Dual-Pipeline Architecture: GPU vs CPU for High-Volume ML Inference

Project Overview


Industry	SaaS / ML Platform
Challenge	Single ML pipeline couldn't efficiently serve both small real-time requests and large batch jobs
Solution	Dual-pipeline architecture routing workloads to GPU or CPU based on batch size and latency requirements
Timeline	8 weeks
Impact	75% cost reduction on large batches, 80% latency improvement on small requests

The Challenge

A high-volume ML classification platform processed millions of text documents through multiple NLP models. The system performed categorization, entity extraction, and scoring on incoming documents.
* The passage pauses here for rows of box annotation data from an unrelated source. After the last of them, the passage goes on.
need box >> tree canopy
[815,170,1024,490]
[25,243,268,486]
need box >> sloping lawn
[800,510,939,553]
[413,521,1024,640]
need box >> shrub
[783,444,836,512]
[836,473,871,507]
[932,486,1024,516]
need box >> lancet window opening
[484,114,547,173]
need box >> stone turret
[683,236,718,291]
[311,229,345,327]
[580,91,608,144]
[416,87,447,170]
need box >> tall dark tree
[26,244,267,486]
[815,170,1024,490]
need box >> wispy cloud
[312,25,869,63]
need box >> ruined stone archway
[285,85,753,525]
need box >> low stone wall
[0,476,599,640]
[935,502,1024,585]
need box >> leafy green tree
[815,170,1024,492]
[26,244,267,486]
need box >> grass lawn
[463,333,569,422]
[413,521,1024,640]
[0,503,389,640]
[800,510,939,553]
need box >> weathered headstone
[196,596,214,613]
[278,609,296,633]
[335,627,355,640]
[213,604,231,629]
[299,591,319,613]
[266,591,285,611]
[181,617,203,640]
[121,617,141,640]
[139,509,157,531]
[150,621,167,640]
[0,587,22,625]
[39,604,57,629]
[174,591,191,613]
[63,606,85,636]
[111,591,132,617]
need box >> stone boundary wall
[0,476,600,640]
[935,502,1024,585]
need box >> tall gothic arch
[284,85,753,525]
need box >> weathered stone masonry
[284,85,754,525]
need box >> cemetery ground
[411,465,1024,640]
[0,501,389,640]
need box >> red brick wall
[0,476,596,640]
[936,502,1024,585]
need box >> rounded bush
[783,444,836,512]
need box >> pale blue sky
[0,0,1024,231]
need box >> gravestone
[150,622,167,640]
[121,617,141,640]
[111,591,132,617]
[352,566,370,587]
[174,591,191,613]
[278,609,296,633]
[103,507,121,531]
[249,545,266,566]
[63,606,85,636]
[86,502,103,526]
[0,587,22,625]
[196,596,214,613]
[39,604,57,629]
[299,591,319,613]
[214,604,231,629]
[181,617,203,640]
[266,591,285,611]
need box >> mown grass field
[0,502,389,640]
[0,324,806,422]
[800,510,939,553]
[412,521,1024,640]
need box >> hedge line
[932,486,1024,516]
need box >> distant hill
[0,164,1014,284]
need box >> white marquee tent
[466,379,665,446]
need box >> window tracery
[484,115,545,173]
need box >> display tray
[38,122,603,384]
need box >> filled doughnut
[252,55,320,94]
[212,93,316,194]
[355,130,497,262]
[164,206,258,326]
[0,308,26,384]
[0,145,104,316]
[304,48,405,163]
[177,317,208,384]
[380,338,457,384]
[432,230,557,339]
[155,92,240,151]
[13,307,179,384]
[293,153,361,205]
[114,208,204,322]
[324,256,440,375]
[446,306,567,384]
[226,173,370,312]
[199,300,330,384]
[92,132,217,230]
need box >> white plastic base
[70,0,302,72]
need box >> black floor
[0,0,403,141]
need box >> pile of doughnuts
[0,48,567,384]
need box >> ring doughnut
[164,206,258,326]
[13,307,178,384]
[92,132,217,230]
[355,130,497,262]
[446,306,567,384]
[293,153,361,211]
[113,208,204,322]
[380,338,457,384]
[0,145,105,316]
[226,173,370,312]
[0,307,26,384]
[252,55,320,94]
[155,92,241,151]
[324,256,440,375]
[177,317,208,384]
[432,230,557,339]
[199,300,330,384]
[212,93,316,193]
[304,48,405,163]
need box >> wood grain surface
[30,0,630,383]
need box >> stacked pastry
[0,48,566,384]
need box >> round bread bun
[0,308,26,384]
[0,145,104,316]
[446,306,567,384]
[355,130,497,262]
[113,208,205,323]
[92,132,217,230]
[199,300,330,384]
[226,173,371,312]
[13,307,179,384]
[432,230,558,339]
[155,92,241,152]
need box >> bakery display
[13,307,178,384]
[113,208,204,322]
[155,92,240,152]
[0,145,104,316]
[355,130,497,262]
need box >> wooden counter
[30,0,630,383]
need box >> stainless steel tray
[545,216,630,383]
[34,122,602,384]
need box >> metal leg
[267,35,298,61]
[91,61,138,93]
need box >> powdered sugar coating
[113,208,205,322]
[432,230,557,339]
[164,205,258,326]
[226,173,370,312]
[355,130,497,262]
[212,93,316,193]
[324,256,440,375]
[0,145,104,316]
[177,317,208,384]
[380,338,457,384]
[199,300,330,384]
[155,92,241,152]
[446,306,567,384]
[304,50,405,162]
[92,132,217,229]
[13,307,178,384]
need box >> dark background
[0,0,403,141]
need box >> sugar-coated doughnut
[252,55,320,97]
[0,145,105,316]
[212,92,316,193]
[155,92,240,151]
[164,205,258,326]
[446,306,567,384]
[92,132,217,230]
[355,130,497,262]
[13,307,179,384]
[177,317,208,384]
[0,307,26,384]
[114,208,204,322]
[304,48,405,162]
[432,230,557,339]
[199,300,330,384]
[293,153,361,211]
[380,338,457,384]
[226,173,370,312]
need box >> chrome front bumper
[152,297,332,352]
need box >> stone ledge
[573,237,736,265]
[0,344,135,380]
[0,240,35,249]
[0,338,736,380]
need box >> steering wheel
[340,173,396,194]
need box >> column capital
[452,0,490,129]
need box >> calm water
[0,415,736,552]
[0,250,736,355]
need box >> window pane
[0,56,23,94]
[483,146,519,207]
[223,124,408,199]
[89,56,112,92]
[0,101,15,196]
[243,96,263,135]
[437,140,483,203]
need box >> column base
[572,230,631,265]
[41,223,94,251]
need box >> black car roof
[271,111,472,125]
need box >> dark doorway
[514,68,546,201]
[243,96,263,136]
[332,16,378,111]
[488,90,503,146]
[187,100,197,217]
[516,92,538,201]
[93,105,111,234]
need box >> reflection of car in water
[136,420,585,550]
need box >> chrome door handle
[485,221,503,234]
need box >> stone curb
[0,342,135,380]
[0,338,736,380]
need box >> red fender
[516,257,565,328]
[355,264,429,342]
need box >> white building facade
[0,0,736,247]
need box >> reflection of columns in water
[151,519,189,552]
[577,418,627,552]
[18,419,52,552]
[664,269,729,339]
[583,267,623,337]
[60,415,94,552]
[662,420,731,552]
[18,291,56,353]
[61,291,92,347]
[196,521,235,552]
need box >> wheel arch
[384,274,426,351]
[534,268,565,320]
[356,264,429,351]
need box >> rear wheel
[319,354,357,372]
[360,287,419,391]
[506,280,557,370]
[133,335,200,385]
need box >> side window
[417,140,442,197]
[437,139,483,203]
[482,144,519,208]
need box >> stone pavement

The existing single-pipeline architecture using SageMaker Serverless faced critical limitations:

Linear cost scaling: Processing 100,000 items cost exactly 100,000x a single item with no economies of scale
Concurrency limits: SageMaker Serverless caps at 200 concurrent requests per endpoint
Resource contention: Large enterprise batch jobs blocked demo and trial requests
Timeout failures: Long-running batches caused cascading failures across the pipeline

Business requirements demanded two contradictory capabilities: immediate response for demos and small requests, plus cost-effective processing for enterprise batch jobs.

The Approach

Workload Analysis

Traffic pattern analysis revealed a bimodal distribution:

Batch Size	% of Requests	% of Total Volume	Latency Sensitivity
1-10 items	73%	2%	High
11-100 items	18%	8%	Medium
101-1000 items	7%	15%	Low
1000+ items	2%	75%	Low

Most requests were small, but most volume came from large batches. Each required fundamentally different infrastructure.

Architecture Design

GPU Pipeline (Large Batches)

SageMaker Async Inference Endpoints
Scale-to-zero with CloudWatch-triggered spin-up
6-7 minute cold start, milliseconds per inference
Cost-effective at scale through GPU parallelism

CPU Pipeline (Small Batches)

SageMaker Serverless Inference Endpoints
Always warm, synchronous processing
Seconds per inference, zero cold start
Handles demos, trials, and ad-hoc requests
Predictable latency for user-facing workloads

Shared Infrastructure

DynamoDB for real-time state management
Aurora RDS Serverless for analytics (eventual consistency)
S3 for inference payloads and results
SQS queues between all microservices
Slack integration for alerting

Technical Implementation

Routing Logic

Incoming requests route based on batch size and account type:

def route_request(batch_size: int, is_demo: bool, is_trial: bool) -> str:
    # Demos and trials always use CPU for fast response
    if is_demo or is_trial:
        return CPU_PIPELINE_GATEWAY

    # Large batches use GPU for cost efficiency
    if batch_size > BATCH_THRESHOLD:
        return GPU_PIPELINE_GATEWAY

    return CPU_PIPELINE_GATEWAY

The threshold (~500 items) was determined empirically based on GPU cold start time versus total processing time.

GPU Auto-Scaling

GPUs scale from zero to minimize costs during idle periods:

resource "aws_cloudwatch_metric_alarm" "gpu_pipeline_traffic" {
  alarm_name          = "gpu-pipeline-incoming-traffic"
  comparison_operator = "GreaterThanThreshold"
  evaluation_periods  = 1
  metric_name         = "ApproximateNumberOfMessagesVisible"
  namespace           = "AWS/SQS"
  period              = 60
  statistic           = "Sum"
  threshold           = 0
  alarm_actions       = [aws_lambda_function.scale_up_gpu.arn]
}

EventBridge cron jobs periodically check queue status and scale GPUs to zero when idle.

Queue Architecture

SQS queues between microservices provide modularity and backpressure:

GPU pipeline queues: 15-minute visibility timeout for long inference jobs
CPU pipeline queues: 2-minute visibility timeout for fast processing
Dead letter queues capture failures for investigation
Lambda concurrency controls prevent downstream service overwhelm

Database Strategy

Initial Aurora RDS implementation hit write concurrency limits under GPU pipeline load:

ERROR: SQLSTATE[40001]: Serialization failure: 1213 Deadlock found
ERROR: too many connections for role "app_user"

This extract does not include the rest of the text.